Africarium
(texte publié dans le Persil
No 4, mai 2005)
Six heures évidemment. La
grosse boule de feu rouge et terne
apparaît dans la brume brune, épaisse, où tout
jusque-là se noyait, le ciel
brun, la terre brune, les sables bruns, les pousses sèches et
rares, les mains
monstrueuses des baobabs, les silhouettes en carton plat des femmes qui
semblent revenir des terres rares et glanées, abandonnées
par le fleuve.
S'élèvent le chant des veaux qui réclament le pi
maigre de leur mère, les
appels des avocettes dans les bras mourants, quelques cris d'hommes,
quelques
chants d'enfants, quelque fumée blanche autour d'un
narguilé, à quoi s'ajoute
le bourdonnement toujours proche et lointain, un peu mécanique,
omniprésent,
naissant, des insectes qui s'éveillent. Et un rire. Il est
fugace, quotidien,
il se répète en s'éloignant. Pour la jeune femme
il s'agit d'une hyène mâle
orpheline ; c'est ce qu'il faut croire.
La tente se voit de loin, une tache éblouissante. Sur la
table pliante, derrière la moustiquaire soigneusement
tirée, la lampe à
acétylène est éternellement allumée, avec
sa lumière trop vraie, trop fixe. La
femme sait déjà qu'un moustique l'attend, captif,
méticuleusement introduit par
Ibrahim lui-même. Il y prend plaisir, comme si c'était lui
qui avait inventé ce
jeu.
— Bonsoir, Madame.
Parfaitement dit, absence totale d'accent, Ibrahim
s'entraîne sur ces quelques phrases simples.
La jeune femme répond.
— Bonsoir Ibrahim.
Un frisson court sur sa peau. Comme une main qui l'effleure,
elle sent le regard du serviteur posé sur elle, impassible,
hautain et fier de
l’émoi suscité.
Elle écarte la toile vaporeuse et s'assied. Son whisky
l'attend, avec un misérable glaçon qui se noie et une
mouche noire qui surnage.
Le bruit du moustique. Elle sait qu'elle tapera trop fort sur sa cuisse
nue,
que dehors le grand Peule l'entendra et qu'à l'abri de la nuit,
il sourira à
loisir, savourant déjà les hurlements du grotesque Signor
Ploum.
— Matâme, ils nous coûtent une vortune ! Ché
vous ai déjà
dit, ne frapper pas trop fort! Saperlot !

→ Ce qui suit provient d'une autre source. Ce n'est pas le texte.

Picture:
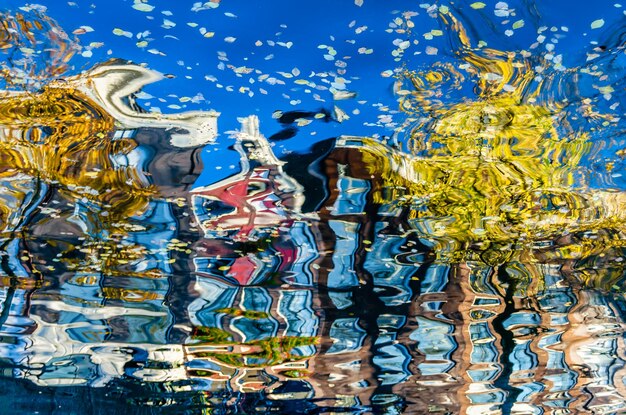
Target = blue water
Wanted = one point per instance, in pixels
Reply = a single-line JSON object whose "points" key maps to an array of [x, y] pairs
{"points": [[359, 215]]}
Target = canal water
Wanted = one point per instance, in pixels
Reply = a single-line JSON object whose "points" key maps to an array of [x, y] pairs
{"points": [[329, 207]]}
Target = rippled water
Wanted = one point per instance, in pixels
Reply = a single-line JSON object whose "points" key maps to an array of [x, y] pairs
{"points": [[406, 208]]}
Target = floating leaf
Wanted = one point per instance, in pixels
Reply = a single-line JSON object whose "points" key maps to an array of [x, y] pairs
{"points": [[596, 24], [143, 7]]}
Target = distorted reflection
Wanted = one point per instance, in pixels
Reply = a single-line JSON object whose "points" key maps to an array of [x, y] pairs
{"points": [[480, 270]]}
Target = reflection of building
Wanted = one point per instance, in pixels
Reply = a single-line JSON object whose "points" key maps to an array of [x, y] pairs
{"points": [[345, 307]]}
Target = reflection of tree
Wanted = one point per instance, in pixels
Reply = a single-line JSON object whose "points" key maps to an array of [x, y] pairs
{"points": [[494, 174]]}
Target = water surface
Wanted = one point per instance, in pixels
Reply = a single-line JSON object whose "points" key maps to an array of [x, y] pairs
{"points": [[365, 207]]}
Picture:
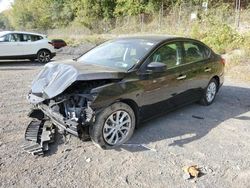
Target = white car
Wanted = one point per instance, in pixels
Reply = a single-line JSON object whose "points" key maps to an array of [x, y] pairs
{"points": [[24, 45]]}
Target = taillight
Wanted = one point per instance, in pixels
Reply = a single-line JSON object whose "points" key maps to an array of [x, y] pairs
{"points": [[223, 61]]}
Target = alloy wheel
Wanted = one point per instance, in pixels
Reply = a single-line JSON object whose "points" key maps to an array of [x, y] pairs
{"points": [[211, 91], [116, 127]]}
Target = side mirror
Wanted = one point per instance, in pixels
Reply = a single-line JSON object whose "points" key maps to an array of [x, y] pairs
{"points": [[156, 67]]}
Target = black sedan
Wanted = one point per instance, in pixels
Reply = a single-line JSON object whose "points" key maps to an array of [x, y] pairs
{"points": [[110, 89]]}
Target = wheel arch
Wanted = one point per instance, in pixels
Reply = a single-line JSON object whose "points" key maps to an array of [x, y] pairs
{"points": [[46, 49], [217, 78], [134, 107]]}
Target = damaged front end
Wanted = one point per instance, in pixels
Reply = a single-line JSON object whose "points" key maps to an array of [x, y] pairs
{"points": [[61, 99]]}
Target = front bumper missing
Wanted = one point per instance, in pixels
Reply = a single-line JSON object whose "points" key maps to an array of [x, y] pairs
{"points": [[38, 135], [58, 120]]}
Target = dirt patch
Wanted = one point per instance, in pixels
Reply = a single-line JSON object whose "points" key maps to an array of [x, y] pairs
{"points": [[217, 142]]}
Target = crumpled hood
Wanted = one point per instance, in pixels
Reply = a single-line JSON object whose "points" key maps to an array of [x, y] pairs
{"points": [[57, 76]]}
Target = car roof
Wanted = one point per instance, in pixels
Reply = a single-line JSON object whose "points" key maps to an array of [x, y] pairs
{"points": [[20, 32], [153, 38]]}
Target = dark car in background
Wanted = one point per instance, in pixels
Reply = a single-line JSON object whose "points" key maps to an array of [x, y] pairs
{"points": [[112, 88]]}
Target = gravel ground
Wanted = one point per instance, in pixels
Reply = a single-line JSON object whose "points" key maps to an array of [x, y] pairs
{"points": [[219, 144]]}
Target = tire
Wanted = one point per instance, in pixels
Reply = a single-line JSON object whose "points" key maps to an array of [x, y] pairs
{"points": [[43, 56], [32, 59], [106, 133], [210, 92]]}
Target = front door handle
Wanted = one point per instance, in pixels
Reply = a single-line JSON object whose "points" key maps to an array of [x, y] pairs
{"points": [[181, 77], [208, 69]]}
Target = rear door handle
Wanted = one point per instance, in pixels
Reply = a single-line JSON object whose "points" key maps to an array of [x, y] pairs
{"points": [[208, 69], [181, 77]]}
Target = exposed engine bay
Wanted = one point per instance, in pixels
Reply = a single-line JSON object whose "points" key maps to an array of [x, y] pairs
{"points": [[70, 112], [62, 95]]}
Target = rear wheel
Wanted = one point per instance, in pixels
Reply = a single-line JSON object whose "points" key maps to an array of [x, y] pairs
{"points": [[114, 126], [209, 93], [32, 59], [43, 56]]}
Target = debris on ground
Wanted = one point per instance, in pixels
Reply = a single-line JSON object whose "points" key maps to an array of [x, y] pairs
{"points": [[38, 136], [140, 145], [191, 171], [197, 117], [88, 160]]}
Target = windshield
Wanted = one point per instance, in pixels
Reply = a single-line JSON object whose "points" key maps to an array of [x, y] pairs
{"points": [[122, 54]]}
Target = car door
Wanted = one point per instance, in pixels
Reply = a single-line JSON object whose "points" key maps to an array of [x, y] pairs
{"points": [[197, 60], [11, 46], [32, 44], [165, 90]]}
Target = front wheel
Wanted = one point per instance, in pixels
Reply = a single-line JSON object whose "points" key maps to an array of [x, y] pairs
{"points": [[43, 56], [114, 126], [209, 93]]}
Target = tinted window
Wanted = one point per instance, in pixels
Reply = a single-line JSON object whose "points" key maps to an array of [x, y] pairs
{"points": [[195, 52], [122, 53], [170, 54], [29, 38]]}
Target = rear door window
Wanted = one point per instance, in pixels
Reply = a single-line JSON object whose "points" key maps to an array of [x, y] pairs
{"points": [[35, 38], [195, 52], [169, 54]]}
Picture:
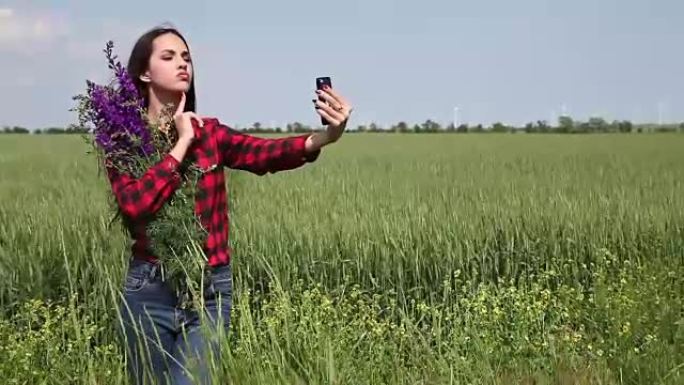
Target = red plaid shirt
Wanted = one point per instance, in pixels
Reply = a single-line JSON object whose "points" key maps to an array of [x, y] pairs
{"points": [[216, 145]]}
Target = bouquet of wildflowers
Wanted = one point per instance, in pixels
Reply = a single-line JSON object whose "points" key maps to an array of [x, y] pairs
{"points": [[116, 125]]}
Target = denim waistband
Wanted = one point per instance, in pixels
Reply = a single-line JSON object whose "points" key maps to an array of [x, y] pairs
{"points": [[153, 269]]}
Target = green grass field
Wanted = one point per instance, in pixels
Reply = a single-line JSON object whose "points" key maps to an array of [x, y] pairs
{"points": [[394, 259]]}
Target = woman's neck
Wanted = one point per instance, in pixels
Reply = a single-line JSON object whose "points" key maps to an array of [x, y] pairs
{"points": [[157, 101]]}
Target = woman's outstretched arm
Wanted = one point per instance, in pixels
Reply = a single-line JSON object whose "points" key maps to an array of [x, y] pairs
{"points": [[266, 155]]}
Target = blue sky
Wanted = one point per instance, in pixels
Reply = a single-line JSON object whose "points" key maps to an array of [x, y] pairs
{"points": [[497, 60]]}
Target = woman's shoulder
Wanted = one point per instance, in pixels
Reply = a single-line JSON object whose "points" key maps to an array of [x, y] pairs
{"points": [[210, 120]]}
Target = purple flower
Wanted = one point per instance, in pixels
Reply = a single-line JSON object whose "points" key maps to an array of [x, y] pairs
{"points": [[115, 111]]}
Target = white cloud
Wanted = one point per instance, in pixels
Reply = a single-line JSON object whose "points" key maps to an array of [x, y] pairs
{"points": [[32, 32]]}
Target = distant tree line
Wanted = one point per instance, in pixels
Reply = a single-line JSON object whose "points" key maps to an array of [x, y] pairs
{"points": [[565, 125]]}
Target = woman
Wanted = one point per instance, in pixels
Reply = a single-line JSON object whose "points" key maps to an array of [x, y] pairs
{"points": [[163, 337]]}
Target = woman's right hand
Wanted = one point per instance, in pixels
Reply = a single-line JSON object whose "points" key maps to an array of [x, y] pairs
{"points": [[183, 121]]}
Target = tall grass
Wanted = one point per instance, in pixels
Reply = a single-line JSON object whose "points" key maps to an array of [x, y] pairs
{"points": [[392, 259]]}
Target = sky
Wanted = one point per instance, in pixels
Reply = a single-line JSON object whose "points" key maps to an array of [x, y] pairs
{"points": [[257, 60]]}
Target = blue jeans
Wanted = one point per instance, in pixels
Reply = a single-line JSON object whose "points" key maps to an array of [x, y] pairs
{"points": [[167, 344]]}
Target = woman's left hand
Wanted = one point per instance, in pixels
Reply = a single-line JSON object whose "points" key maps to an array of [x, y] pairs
{"points": [[336, 111]]}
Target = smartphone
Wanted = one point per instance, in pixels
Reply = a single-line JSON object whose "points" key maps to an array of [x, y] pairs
{"points": [[320, 82]]}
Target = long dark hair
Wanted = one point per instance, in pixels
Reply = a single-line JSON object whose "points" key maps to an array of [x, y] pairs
{"points": [[139, 61]]}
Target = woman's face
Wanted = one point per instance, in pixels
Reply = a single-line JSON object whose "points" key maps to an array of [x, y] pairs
{"points": [[170, 66]]}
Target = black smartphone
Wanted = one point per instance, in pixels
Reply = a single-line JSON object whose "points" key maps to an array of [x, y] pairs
{"points": [[320, 82]]}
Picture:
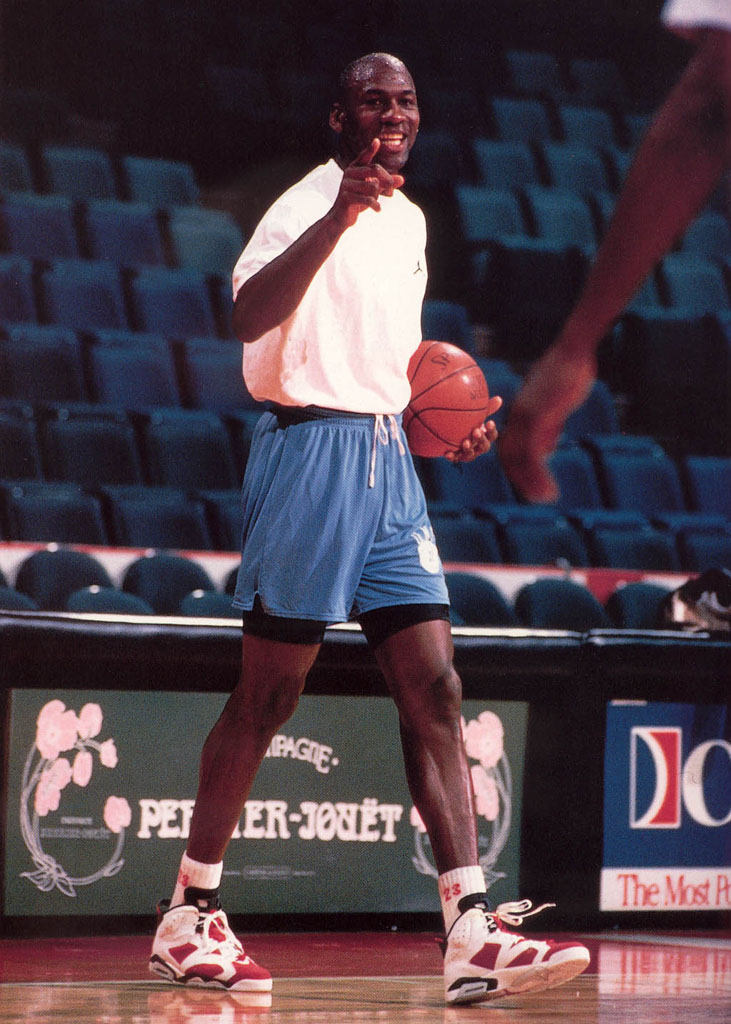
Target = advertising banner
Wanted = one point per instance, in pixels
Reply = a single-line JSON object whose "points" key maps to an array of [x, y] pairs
{"points": [[667, 808], [101, 788]]}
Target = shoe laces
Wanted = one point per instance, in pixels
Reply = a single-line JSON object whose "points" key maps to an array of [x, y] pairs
{"points": [[514, 912], [214, 929]]}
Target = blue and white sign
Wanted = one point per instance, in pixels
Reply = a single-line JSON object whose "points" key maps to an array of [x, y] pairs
{"points": [[667, 808]]}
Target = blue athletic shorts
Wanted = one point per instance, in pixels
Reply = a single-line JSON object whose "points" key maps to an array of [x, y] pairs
{"points": [[335, 519]]}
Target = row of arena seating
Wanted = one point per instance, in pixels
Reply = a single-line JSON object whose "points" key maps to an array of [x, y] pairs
{"points": [[170, 478], [49, 227], [63, 580], [54, 227], [84, 172], [90, 295], [525, 283]]}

Sur la petite étagère de camp astucieusement
attachée à
l'armature de la tente, à côté des livres, à
côté des emballages de quinine
méticuleusement vides et juxtaposés, il y a cette stupide
photographie dans son
carde de bambou verni. Monsieur son mari ! Censément en
train d'explorer
des contrées inconnues, ces zones érogènes
interdites aux femmes trop faibles
qu'on abandonne ici, langoureuses, esseulées, dans cette
atmosphère que l'on
veut étouffée.
La jeune femme aime de plus en plus ces instants passés
ici,
le soir, suspendue au coeur de nulle part, malgré les
spectateurs invisibles,
ces paires d'amandes nacrées qui l'observent, exposée,
dans la lumière crue,
sur cette scène vaguement filtrée par la moustiquaire.
C'est le rituel du repas. Ibrahim apporte les plats en
silence. Son sourire est placide, énigmatique, bien qu'à
l'évidence dépourvu de
signification.
Elle mange lentement, lentement. Il faut que le repas dure.
Pour retarder le moment où n'en pouvant plus de grignoter comme
un oiseau elle
reprendra un sempiternel Hemingway— les seuls livres
autorisés ici, et
même obligatoires. Ce n'est pas qu'il l'ennuie, elle le trouve
même amusant et
facile, mais elle les sait déjà par coeur et se laisse
aller à quelques
variations malicieuses.
C'est un étrange instant
suspendu de perfection. La femme se sent physiquement émue pour
son créateur, qui, en concevant le parc, a su
inventer cette perfection à laquelle elle participe.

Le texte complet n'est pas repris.